# __Project presentation__

Here we present our end-of-the-course project for [Data Science](https://www.unibo.it/en/study/phd-professional-masters-specialisation-schools-and-other-programmes/course-unit-catalogue/course-unit/2023/467046), a module of the integrated course in  Computational Management of Data (I.C.), aa 2023/2024, [DhDk](https://corsi.unibo.it/2cycle/DigitalHumanitiesKnowledge) unibo.

<div class="alert alert-block alert-info">
<ul><i>Collaborators:</i> <br>
<li>Hubert Krzywonos - hubert.krzywonos@studio.unibo.it</li>
<li>Mohamed Iheb Ouerghi - mohamediheb.ouerghi@studio.unibo.it</li>
<li>Giorgia Umana - giorgia.umana@studio.unibo.it</li>
<li>Lucrezia Pograri - lucrezia.pograri@studio.unibo.it</li></ul></div>

## `Cultural Objects` classes

The following classes provide a structured way to represent various types of cultural heritage objects and their attributes within a Python-based system.

<ul>
<li>IdentifiableEntity (superclass):<br>
This class represents an entity that can be identified uniquely by an ID. It serves as the base class for other identifiable entities in the system.</li>
<li>Person (inherits from IdentifiableEntity):<br>
Person represents an individual with a name and an identifier. It inherits the identification functionality from IdentifiableEntity and adds a name attribute.</li>
<li>CulturalHeritageObject (inherits from IdentifiableEntity):<br>
CulturalHeritageObject represents an object of cultural heritage with attributes such as title, date, owner, place, and authors.
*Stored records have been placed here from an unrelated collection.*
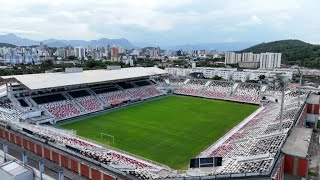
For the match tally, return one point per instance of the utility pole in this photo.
(282, 103)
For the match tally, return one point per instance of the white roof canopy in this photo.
(61, 79)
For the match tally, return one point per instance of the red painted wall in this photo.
(18, 140)
(288, 165)
(84, 170)
(316, 109)
(31, 146)
(64, 161)
(303, 167)
(25, 143)
(6, 135)
(39, 149)
(74, 165)
(46, 153)
(55, 157)
(309, 108)
(107, 177)
(11, 137)
(95, 174)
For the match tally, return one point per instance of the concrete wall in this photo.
(296, 166)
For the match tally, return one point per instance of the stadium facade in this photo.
(257, 148)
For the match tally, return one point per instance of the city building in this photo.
(270, 60)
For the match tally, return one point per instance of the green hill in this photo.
(293, 51)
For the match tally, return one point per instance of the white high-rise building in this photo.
(230, 58)
(79, 52)
(247, 57)
(270, 60)
(256, 57)
(238, 58)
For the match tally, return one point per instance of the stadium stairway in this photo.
(31, 101)
(203, 88)
(28, 102)
(102, 101)
(74, 102)
(263, 89)
(186, 81)
(14, 101)
(234, 88)
(167, 81)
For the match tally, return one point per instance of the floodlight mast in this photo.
(283, 84)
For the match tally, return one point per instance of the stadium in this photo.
(143, 123)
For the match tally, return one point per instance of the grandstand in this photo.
(250, 149)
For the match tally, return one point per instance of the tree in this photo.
(217, 78)
(72, 57)
(47, 64)
(262, 77)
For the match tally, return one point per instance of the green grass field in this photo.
(170, 130)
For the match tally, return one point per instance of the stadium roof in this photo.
(61, 79)
(297, 144)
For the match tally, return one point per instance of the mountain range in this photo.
(19, 41)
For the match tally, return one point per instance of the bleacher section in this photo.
(251, 147)
(217, 90)
(77, 94)
(61, 109)
(247, 93)
(48, 98)
(192, 87)
(258, 140)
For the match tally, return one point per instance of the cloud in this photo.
(162, 21)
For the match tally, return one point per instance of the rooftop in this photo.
(61, 79)
(14, 168)
(298, 141)
(313, 99)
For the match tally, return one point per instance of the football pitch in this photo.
(169, 130)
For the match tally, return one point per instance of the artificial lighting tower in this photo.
(284, 80)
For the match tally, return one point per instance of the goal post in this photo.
(102, 135)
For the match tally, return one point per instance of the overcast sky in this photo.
(163, 21)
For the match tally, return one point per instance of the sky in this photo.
(163, 22)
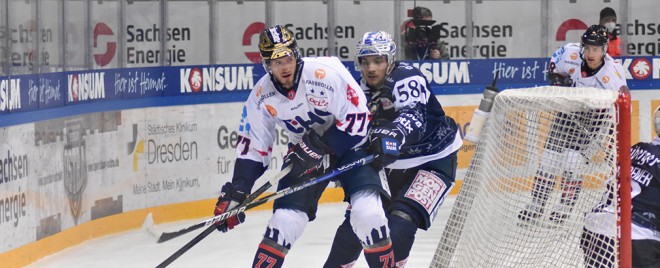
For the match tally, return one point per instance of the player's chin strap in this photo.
(402, 215)
(250, 203)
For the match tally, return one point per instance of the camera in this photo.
(423, 36)
(423, 33)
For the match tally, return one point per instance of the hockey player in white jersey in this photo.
(586, 64)
(415, 144)
(322, 109)
(573, 65)
(645, 229)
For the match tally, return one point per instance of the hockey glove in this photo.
(385, 142)
(229, 198)
(307, 155)
(559, 80)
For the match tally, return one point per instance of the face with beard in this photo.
(593, 55)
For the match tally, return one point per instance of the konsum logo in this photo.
(194, 80)
(86, 86)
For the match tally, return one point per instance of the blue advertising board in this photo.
(29, 98)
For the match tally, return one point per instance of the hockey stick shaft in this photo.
(286, 191)
(165, 236)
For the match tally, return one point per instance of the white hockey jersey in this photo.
(567, 62)
(327, 94)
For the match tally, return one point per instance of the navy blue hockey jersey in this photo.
(406, 100)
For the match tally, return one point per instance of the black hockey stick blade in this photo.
(286, 191)
(165, 236)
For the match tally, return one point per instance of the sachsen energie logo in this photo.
(194, 80)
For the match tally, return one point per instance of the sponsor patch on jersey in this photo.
(271, 110)
(317, 102)
(319, 73)
(640, 68)
(317, 97)
(258, 93)
(605, 79)
(426, 189)
(352, 96)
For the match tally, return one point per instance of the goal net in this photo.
(542, 187)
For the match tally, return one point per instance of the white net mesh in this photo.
(544, 159)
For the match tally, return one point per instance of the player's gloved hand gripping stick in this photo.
(250, 202)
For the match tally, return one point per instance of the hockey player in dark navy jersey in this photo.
(645, 229)
(415, 145)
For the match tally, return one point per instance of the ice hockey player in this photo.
(413, 140)
(645, 175)
(322, 109)
(573, 65)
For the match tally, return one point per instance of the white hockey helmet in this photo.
(376, 43)
(657, 121)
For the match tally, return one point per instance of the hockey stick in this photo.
(232, 212)
(243, 207)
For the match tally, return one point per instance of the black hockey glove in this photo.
(229, 198)
(385, 142)
(307, 155)
(559, 80)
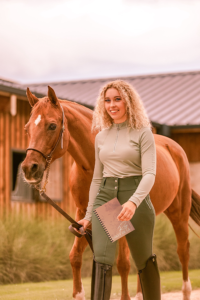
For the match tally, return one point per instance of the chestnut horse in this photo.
(170, 194)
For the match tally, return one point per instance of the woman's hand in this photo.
(127, 212)
(84, 223)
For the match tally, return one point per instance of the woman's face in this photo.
(115, 106)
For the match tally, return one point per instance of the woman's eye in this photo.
(52, 126)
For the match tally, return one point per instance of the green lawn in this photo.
(62, 289)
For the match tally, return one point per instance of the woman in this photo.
(125, 167)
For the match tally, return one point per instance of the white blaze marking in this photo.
(37, 121)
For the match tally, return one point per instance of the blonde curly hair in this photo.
(136, 114)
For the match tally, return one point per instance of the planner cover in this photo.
(107, 215)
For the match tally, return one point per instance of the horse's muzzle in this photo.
(33, 172)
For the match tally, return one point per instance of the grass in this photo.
(62, 289)
(38, 250)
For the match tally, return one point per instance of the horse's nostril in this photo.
(34, 168)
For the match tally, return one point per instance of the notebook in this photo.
(107, 215)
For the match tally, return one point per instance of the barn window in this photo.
(22, 191)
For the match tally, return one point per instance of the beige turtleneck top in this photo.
(121, 151)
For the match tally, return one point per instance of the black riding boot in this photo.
(150, 280)
(101, 281)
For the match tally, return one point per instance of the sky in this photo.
(60, 40)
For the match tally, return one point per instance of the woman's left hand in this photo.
(127, 212)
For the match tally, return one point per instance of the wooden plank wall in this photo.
(12, 136)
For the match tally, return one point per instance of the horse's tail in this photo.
(195, 209)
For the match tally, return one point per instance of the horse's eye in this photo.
(52, 126)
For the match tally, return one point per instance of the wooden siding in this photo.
(12, 136)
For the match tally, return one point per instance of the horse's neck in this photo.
(81, 142)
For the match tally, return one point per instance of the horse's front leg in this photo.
(76, 261)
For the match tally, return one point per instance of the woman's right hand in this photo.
(84, 223)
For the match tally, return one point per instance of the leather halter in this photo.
(49, 156)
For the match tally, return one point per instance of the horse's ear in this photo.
(31, 98)
(52, 96)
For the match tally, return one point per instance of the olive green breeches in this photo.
(139, 240)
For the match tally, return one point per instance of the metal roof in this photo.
(172, 99)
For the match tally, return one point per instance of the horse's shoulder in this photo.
(170, 145)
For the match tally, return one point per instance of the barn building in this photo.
(172, 102)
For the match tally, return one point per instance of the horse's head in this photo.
(44, 129)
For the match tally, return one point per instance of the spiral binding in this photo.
(102, 224)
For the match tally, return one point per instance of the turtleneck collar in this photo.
(120, 125)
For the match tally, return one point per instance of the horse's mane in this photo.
(88, 113)
(82, 109)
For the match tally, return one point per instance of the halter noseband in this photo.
(48, 157)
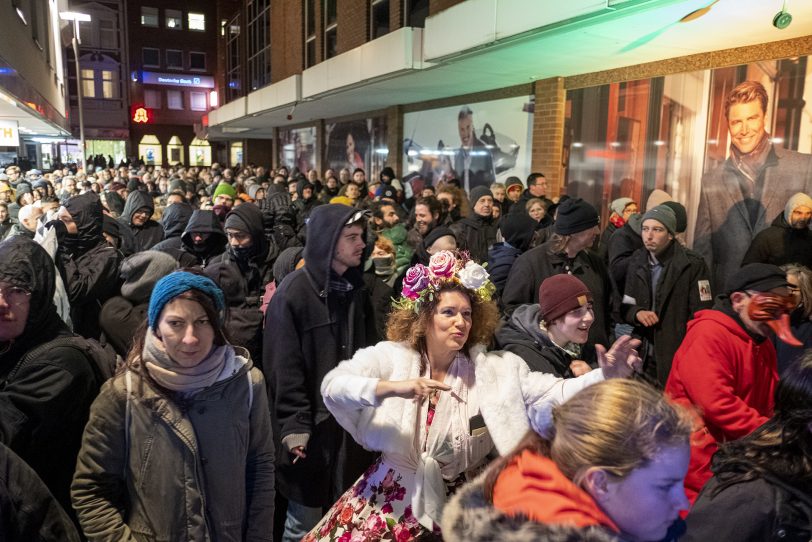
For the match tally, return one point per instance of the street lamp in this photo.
(77, 18)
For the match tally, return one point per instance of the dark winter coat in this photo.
(535, 265)
(765, 509)
(309, 329)
(780, 244)
(88, 265)
(28, 510)
(44, 402)
(151, 232)
(522, 336)
(678, 298)
(476, 234)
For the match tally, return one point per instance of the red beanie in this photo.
(560, 294)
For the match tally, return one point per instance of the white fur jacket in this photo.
(510, 396)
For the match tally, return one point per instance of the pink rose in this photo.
(442, 265)
(415, 281)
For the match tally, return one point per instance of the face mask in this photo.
(773, 310)
(384, 266)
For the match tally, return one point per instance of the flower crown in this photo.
(422, 283)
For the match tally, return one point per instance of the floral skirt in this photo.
(377, 507)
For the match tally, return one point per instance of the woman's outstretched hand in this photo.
(622, 360)
(418, 388)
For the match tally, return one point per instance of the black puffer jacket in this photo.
(88, 265)
(522, 336)
(44, 402)
(309, 328)
(151, 232)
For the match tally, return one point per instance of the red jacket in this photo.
(728, 379)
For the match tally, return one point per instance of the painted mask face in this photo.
(773, 310)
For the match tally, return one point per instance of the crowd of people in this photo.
(247, 354)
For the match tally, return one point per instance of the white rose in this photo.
(473, 276)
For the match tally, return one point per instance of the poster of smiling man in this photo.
(749, 190)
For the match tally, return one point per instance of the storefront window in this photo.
(150, 150)
(175, 150)
(200, 152)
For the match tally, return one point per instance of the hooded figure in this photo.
(174, 221)
(44, 402)
(315, 319)
(87, 263)
(788, 239)
(147, 232)
(252, 256)
(122, 315)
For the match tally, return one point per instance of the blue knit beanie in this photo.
(174, 284)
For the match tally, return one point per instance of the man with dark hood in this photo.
(137, 216)
(87, 263)
(44, 401)
(725, 369)
(174, 221)
(319, 315)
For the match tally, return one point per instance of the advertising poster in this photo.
(357, 144)
(478, 143)
(733, 145)
(297, 148)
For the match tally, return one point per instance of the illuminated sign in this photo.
(178, 80)
(141, 115)
(9, 133)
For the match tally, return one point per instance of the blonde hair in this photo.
(618, 425)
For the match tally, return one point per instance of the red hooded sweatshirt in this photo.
(728, 379)
(533, 486)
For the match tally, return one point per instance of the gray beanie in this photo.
(142, 270)
(664, 215)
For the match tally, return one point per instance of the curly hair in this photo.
(406, 325)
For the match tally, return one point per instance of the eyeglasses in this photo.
(14, 295)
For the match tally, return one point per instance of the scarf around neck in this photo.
(172, 376)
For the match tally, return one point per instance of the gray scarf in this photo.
(172, 376)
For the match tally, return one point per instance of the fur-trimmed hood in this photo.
(469, 517)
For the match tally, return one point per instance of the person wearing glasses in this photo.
(45, 396)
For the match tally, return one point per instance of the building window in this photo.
(379, 19)
(197, 101)
(152, 99)
(259, 43)
(149, 16)
(151, 57)
(174, 99)
(415, 13)
(330, 29)
(310, 33)
(88, 84)
(197, 61)
(174, 59)
(234, 57)
(109, 84)
(174, 19)
(197, 21)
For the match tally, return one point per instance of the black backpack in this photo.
(103, 359)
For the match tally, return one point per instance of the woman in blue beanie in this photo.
(179, 445)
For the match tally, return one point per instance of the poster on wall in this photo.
(297, 148)
(357, 144)
(478, 143)
(733, 145)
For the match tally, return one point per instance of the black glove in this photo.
(60, 229)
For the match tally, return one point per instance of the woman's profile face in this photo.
(574, 326)
(451, 322)
(536, 211)
(656, 491)
(186, 332)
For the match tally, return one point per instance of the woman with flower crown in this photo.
(436, 404)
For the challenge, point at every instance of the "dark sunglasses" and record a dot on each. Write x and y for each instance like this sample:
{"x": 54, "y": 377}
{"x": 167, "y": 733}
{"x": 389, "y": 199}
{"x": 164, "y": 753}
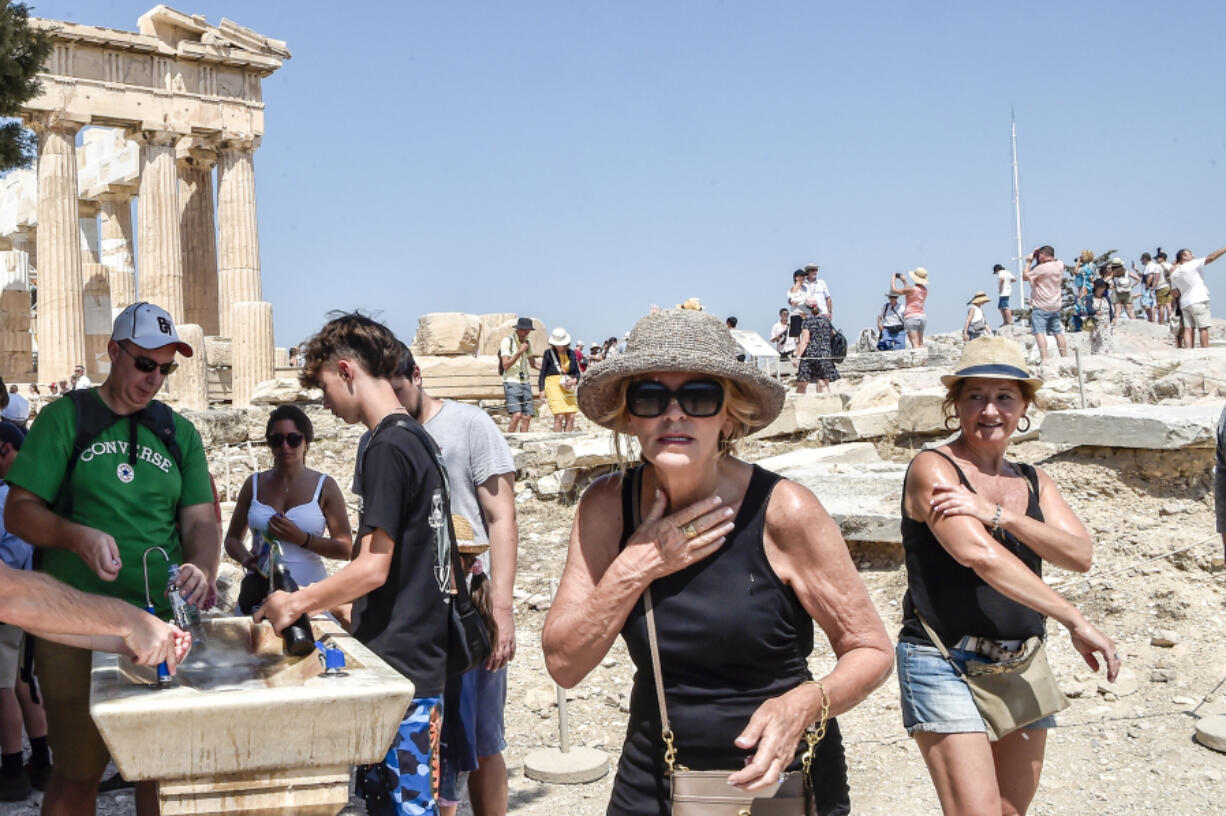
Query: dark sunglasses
{"x": 145, "y": 365}
{"x": 696, "y": 398}
{"x": 277, "y": 440}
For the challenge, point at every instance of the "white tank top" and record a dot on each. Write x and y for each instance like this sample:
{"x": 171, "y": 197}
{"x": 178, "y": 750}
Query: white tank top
{"x": 307, "y": 567}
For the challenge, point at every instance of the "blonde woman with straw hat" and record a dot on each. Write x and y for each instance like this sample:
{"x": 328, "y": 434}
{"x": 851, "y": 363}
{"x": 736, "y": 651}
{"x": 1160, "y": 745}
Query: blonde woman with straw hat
{"x": 976, "y": 529}
{"x": 915, "y": 319}
{"x": 730, "y": 566}
{"x": 559, "y": 375}
{"x": 976, "y": 324}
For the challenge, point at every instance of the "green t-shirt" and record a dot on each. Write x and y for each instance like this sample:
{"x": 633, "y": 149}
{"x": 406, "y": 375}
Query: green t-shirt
{"x": 137, "y": 505}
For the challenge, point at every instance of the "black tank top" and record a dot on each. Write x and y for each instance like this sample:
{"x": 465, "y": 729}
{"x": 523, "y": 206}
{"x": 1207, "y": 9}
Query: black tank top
{"x": 953, "y": 598}
{"x": 731, "y": 635}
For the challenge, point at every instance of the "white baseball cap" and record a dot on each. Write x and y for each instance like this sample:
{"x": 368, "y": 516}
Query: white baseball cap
{"x": 147, "y": 326}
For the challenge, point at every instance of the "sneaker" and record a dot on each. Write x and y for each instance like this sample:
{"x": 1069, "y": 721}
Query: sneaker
{"x": 38, "y": 774}
{"x": 15, "y": 788}
{"x": 115, "y": 782}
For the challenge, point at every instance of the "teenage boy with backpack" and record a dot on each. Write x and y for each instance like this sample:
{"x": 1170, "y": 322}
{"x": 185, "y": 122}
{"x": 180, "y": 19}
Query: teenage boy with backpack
{"x": 400, "y": 605}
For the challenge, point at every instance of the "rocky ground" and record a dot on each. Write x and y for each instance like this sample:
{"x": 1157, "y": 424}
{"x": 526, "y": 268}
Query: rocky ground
{"x": 1157, "y": 587}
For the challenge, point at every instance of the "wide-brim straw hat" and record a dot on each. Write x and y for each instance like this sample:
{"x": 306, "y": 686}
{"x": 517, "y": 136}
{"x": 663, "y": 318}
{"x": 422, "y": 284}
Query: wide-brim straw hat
{"x": 465, "y": 537}
{"x": 994, "y": 358}
{"x": 674, "y": 340}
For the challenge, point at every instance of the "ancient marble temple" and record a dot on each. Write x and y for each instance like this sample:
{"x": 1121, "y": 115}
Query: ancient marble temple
{"x": 168, "y": 119}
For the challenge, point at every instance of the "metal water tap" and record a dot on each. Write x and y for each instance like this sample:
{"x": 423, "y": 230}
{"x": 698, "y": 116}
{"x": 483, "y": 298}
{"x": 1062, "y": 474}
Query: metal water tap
{"x": 163, "y": 670}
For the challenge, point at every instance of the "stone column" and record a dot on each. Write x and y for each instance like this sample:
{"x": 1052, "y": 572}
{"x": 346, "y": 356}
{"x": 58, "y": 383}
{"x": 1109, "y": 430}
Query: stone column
{"x": 197, "y": 235}
{"x": 189, "y": 385}
{"x": 251, "y": 343}
{"x": 60, "y": 314}
{"x": 117, "y": 250}
{"x": 238, "y": 237}
{"x": 159, "y": 277}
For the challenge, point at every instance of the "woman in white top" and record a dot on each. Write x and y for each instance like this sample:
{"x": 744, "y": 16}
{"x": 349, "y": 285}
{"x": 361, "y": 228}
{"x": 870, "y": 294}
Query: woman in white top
{"x": 292, "y": 504}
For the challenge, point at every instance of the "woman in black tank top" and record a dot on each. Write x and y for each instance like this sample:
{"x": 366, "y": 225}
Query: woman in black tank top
{"x": 738, "y": 561}
{"x": 976, "y": 529}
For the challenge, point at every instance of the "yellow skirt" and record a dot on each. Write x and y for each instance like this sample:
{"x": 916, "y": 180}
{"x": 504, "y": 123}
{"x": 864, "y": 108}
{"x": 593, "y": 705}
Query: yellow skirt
{"x": 560, "y": 401}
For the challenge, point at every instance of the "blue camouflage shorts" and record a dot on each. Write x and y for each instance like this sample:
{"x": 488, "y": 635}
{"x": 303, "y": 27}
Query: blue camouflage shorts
{"x": 406, "y": 783}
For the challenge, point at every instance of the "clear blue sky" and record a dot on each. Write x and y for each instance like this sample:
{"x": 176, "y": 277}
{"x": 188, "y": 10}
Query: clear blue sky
{"x": 581, "y": 161}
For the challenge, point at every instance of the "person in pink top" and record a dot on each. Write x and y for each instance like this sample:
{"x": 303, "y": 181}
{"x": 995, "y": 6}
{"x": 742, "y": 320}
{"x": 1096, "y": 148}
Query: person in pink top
{"x": 1045, "y": 275}
{"x": 915, "y": 319}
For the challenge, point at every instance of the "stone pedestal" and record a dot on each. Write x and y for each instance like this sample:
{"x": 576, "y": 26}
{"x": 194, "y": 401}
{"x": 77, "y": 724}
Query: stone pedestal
{"x": 197, "y": 237}
{"x": 60, "y": 314}
{"x": 161, "y": 262}
{"x": 251, "y": 335}
{"x": 117, "y": 250}
{"x": 238, "y": 237}
{"x": 189, "y": 385}
{"x": 96, "y": 300}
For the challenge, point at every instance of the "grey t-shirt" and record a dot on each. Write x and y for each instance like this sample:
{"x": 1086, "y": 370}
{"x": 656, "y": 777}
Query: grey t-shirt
{"x": 473, "y": 450}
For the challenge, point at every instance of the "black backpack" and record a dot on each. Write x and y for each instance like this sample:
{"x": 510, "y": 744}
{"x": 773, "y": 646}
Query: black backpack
{"x": 837, "y": 347}
{"x": 95, "y": 417}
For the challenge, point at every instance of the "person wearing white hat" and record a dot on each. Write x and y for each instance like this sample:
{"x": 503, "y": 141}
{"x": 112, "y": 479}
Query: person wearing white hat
{"x": 976, "y": 529}
{"x": 915, "y": 319}
{"x": 559, "y": 375}
{"x": 93, "y": 511}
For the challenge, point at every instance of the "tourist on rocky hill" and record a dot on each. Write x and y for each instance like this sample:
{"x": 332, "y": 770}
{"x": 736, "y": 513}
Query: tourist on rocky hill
{"x": 400, "y": 609}
{"x": 668, "y": 544}
{"x": 559, "y": 375}
{"x": 1188, "y": 278}
{"x": 976, "y": 324}
{"x": 95, "y": 516}
{"x": 299, "y": 509}
{"x": 516, "y": 357}
{"x": 976, "y": 529}
{"x": 1045, "y": 275}
{"x": 915, "y": 319}
{"x": 1004, "y": 290}
{"x": 891, "y": 337}
{"x": 482, "y": 475}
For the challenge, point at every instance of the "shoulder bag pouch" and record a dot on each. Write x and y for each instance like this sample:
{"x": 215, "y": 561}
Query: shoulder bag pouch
{"x": 708, "y": 793}
{"x": 1012, "y": 694}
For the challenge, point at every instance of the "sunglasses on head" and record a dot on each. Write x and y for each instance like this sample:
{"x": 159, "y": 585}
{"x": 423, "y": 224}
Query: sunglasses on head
{"x": 277, "y": 440}
{"x": 146, "y": 365}
{"x": 696, "y": 398}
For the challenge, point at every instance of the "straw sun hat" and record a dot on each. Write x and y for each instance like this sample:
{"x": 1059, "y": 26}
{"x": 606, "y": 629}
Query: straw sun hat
{"x": 674, "y": 340}
{"x": 994, "y": 358}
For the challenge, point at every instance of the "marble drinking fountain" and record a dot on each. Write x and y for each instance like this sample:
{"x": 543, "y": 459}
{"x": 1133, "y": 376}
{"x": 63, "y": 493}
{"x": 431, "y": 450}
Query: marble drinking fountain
{"x": 244, "y": 729}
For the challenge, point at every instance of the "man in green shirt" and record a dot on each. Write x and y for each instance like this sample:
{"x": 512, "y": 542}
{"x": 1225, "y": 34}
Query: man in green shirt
{"x": 92, "y": 522}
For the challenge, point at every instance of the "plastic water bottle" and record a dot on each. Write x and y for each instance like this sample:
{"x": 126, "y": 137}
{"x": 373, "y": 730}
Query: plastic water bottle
{"x": 298, "y": 637}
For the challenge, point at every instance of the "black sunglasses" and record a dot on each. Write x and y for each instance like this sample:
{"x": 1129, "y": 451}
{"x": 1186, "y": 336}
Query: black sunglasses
{"x": 696, "y": 398}
{"x": 146, "y": 365}
{"x": 277, "y": 440}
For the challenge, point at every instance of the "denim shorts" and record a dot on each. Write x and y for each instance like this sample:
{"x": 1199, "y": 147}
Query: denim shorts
{"x": 519, "y": 398}
{"x": 1046, "y": 322}
{"x": 934, "y": 697}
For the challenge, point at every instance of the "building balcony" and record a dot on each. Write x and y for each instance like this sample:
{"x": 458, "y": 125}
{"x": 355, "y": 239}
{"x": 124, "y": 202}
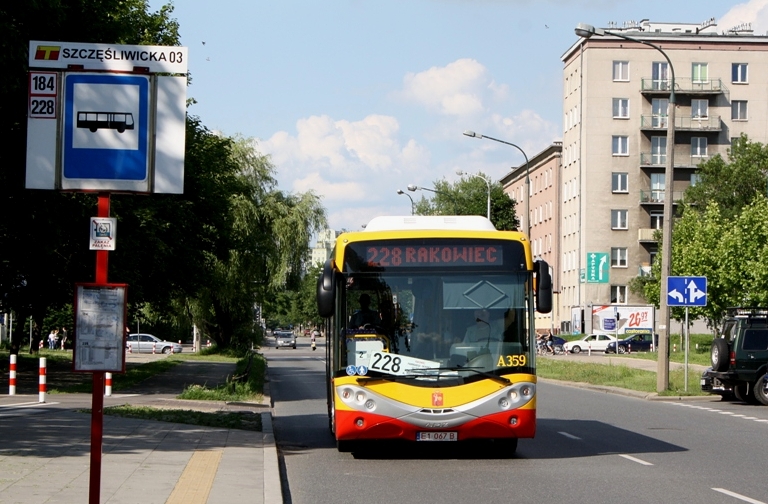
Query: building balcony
{"x": 684, "y": 85}
{"x": 656, "y": 196}
{"x": 646, "y": 235}
{"x": 710, "y": 124}
{"x": 650, "y": 159}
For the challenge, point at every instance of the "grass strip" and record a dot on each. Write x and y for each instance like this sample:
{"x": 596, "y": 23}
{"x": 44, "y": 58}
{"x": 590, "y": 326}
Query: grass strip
{"x": 244, "y": 420}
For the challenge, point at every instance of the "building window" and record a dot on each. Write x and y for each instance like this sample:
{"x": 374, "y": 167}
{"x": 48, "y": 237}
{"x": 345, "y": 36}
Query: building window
{"x": 620, "y": 146}
{"x": 618, "y": 219}
{"x": 739, "y": 73}
{"x": 739, "y": 110}
{"x": 660, "y": 75}
{"x": 619, "y": 182}
{"x": 699, "y": 73}
{"x": 618, "y": 257}
{"x": 695, "y": 178}
{"x": 658, "y": 150}
{"x": 621, "y": 71}
{"x": 699, "y": 147}
{"x": 658, "y": 184}
{"x": 621, "y": 108}
{"x": 657, "y": 219}
{"x": 699, "y": 109}
{"x": 659, "y": 111}
{"x": 619, "y": 294}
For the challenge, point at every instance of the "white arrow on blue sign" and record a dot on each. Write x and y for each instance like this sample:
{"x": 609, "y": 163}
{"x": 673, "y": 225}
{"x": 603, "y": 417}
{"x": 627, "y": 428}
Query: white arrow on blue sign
{"x": 686, "y": 291}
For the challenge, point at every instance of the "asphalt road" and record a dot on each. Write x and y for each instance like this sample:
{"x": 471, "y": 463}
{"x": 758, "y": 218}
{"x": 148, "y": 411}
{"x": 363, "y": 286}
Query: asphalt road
{"x": 591, "y": 447}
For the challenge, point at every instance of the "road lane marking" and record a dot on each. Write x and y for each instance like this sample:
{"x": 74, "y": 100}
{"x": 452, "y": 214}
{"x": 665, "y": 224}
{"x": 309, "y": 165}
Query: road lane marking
{"x": 634, "y": 459}
{"x": 196, "y": 481}
{"x": 738, "y": 496}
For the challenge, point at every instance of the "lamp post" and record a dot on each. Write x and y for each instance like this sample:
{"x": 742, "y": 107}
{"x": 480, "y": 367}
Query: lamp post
{"x": 487, "y": 182}
{"x": 400, "y": 191}
{"x": 412, "y": 187}
{"x": 662, "y": 374}
{"x": 527, "y": 177}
It inherits the identification functionality from IdentifiableEntity and adds additional attributes specific to cultural heritage objects.</li>
<li>NauticalChart (inherits from CulturalHeritageObject):<br>
Represents a nautical chart, a subtype of CulturalHeritageObject.</li>
<li>ManuscriptPlate (inherits from CulturalHeritageObject):<br>
Represents a manuscript plate, a subtype of CulturalHeritageObject.</li>
<li>ManuscriptVolume (inherits from CulturalHeritageObject):<br>
Represents a manuscript volume, a subtype of CulturalHeritageObject.</li>
<li>PrintedVolume (inherits from CulturalHeritageObject):<br>
Represents a printed volume, a subtype of CulturalHeritageObject.</li>
<li>PrintedMaterial (inherits from CulturalHeritageObject):<br>
Represents a printed material, a subtype of CulturalHeritageObject.</li>
<li>Herbarium (inherits from CulturalHeritageObject):<br>
Represents a herbarium, a subtype of CulturalHeritageObject.</li>
<li>Specimen (inherits from CulturalHeritageObject):<br>
Represents a specimen, a subtype of CulturalHeritageObject.</li>
<li>Painting (inherits from CulturalHeritageObject):<br>
Represents a painting, a subtype of CulturalHeritageObject.</li>
<li>Model (inherits from CulturalHeritageObject):<br>
Represents a model, a subtype of CulturalHeritageObject.</li>
<li>Map (inherits from CulturalHeritageObject):<br>
Represents a map, a subtype of CulturalHeritageObject.</li>

Now, let's create instances of these classes using the provided CSV data. For brevity, we'll just demonstrate with a few objects

In [30]:
from impl import *

csv_data = [
    {"Id": "1", "Type": "Nautical chart", "Title": "Nautical chart", "Date": "1482", "Author": "Benincasa, Grazioso (ULAN:500114874)", "Owner": "BUB", "Place": "Bologna"},
    {"Id": "2", "Type": "Printed volume", "Title": "The History of Plants", "Date": "1497", "Author": "Teofrasto (VIAF:265397758)", "Owner": "BUB", "Place": "Bologna"},
    # More data in /meta.csv from /resources directory
]

# Function to create instances from CSV data
def create_objects_from_csv(data):
    objects = []
    for item in data:
        if item["Type"] == "Nautical chart":
            obj = NauticalChart(item["Id"], item["Title"], item["Owner"], item["Place"], item["Date"], [Person("1", "Benincasa, Grazioso")])
        elif item["Type"] == "Manuscript plate":
            obj = ManuscriptPlate(item["Id"], item["Title"], item["Owner"], item["Place"], item["Date"], [Person("2", "Teofrasto")])
        # Create other object types as needed...
        else:
            obj = CulturalHeritageObject(item["Id"], item["Title"], item["Owner"], item["Place"], item["Date"], [Person("3", "Dioscorides Pedanius")])
        objects.append(obj)
    return objects

# Create objects from CSV data
objects = create_objects_from_csv(csv_data)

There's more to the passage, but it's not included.